Kegairahannya akan dunia tari tak pernah padam. Meskipun demikian, ia pernah juga mengalami masa bingung antara memilih studi atau menari. Untungnya, nilai yang ia raih selalu bagus sehingga menari bisa jalan terus. Selama di Bandung, ia mulai mengajar menari hingga pada 1994 ia mendirikan bengkel tari yang dinamai Ayu Bulan. Lewat bengkel tari yang ia dirikan tersebut, Biang--sapaan akrab Bulantrisna--mengkreasikan tari Legong agar bisa mengikuti perkembangan zaman. "Pada 1996, saya membuat kreasi drama tari Legong Asmarandana. Kalau drama tari lebih diluaskan, lebih panjang dan penari lebih banyak," jelasnya. Tak berhenti di satu karya, ia kemudian membuat Legong Mintaraga, yakni Legong komposisi enam orang. Kemudian muncul juga tarian Legong massal di Bali.

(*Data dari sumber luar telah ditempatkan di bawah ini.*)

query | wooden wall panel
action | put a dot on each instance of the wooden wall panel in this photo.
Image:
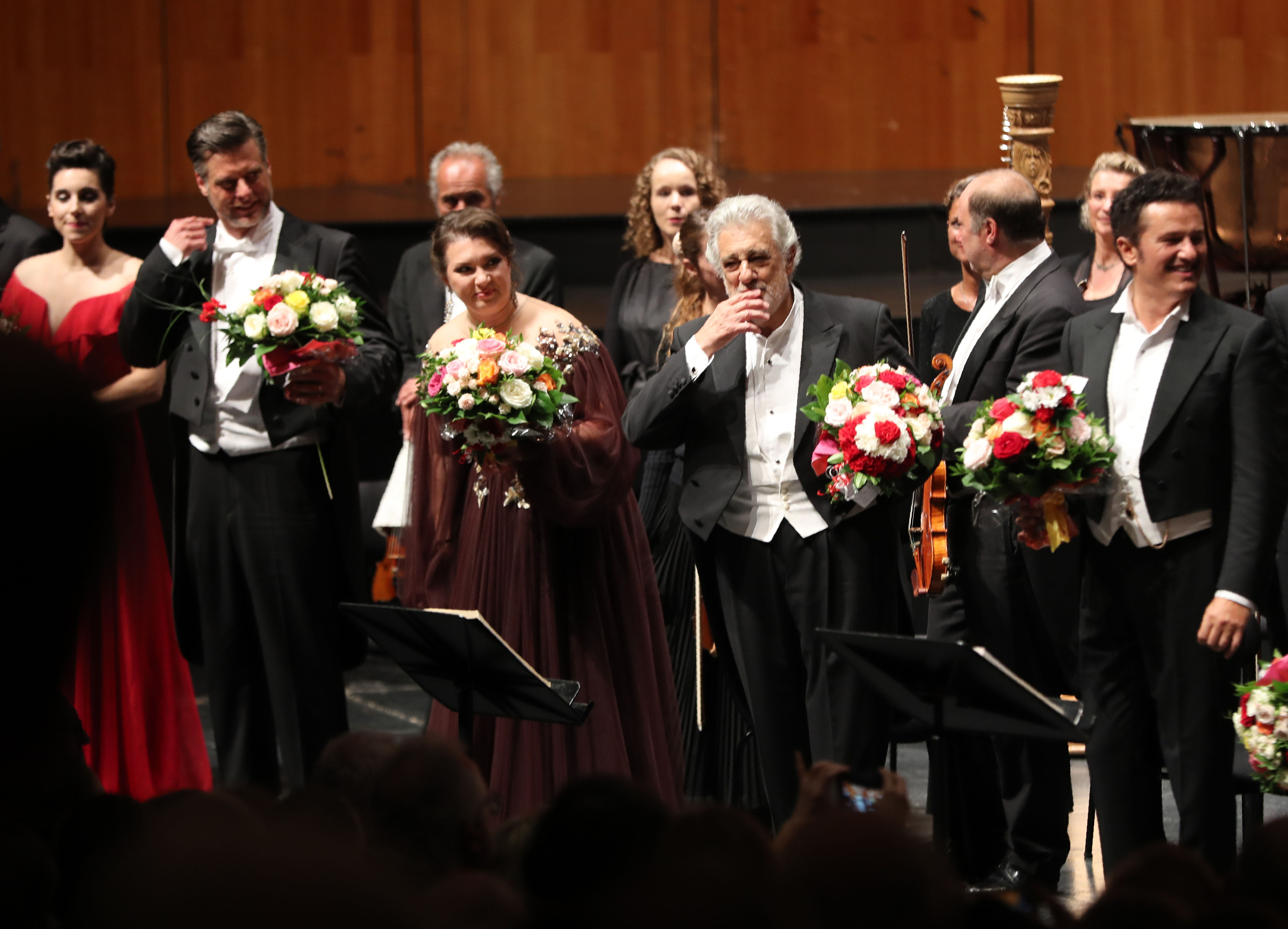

Bersama maestro tari Jawa Retno Maruti, Biang mengomposisikan dan menarikan sendratari Bedoyo Legong Calonarang. "Bedoyo dan Legong sama-sama tari yang tercipta dari mimpi. Jadi dikolaborasikan," ujarnya.

Bergeser ke Belakang Panggung

Di usia yang tak lagi muda, Biang mengaku sudah ingin mundur dari dunia panggung. "Stamina sudah enggak memungkinkan," ujarnya tersenyum.

Meskipun demikian, ia tak mau jauh dari dunia tari. Fokusnya kini lebih pada mengajarkan, mengenalkan, memberi pendalaman, dan mengembangkan tari Legong. Tujuan itulah yang membuatnya menyambut baik ide Nuanza membuat patung porselen Legong. Baginya, kreasi porselen itu menunjukkan bahwa Legong itu bukan tari murahan. Selain itu, adanya patung itu menjadi presentasi dan pengenalan Legong kepada khalayak umum. Dengan begitu, Legong makin dikenal. Ia bahkan menyebut dirinya mengajar Legong urban. Hal itu lantaran ia mengajarkan tari klasik Bali itu di kota-kota besar seperti Jakarta dan Bandung. "Legongnya juga berbeda. Tapi membuat kreasi semoga nantinya akan merangsang seniman Bali untuk berkarya. Sehingga tari ini bisa digemari kaum muda," jelasnya.

Legong urban yang dimaksud Bulantrisna tidak lantas menghilangkan pakem tradisional Legong. Beberapa kreasi dalam tampilan, seperti kostum, memang dibuat, tapi pakem tradisi tetap ia pertahankan. Dalam mengajarkan Legong kepada muridnya, ia pun berusaha menekankan pentingnya wirama (irama, musik), wiraga (gerak olah tubuh), dan wirasa (perasaan, penghayatan). "Bagaimana saya harus memunculkan wirasa ini kepada murid saya. Saya harus bercerita sejarah Legong agar muncul penghayatan mereka," jelasnya. Itulah tantangan dalam menguasai Legong, karena menurutnya tak mudah bagi warga urban untuk menguasai wirasa. Dibutuhkan waktu hingga sampai ke tahap penghayatan.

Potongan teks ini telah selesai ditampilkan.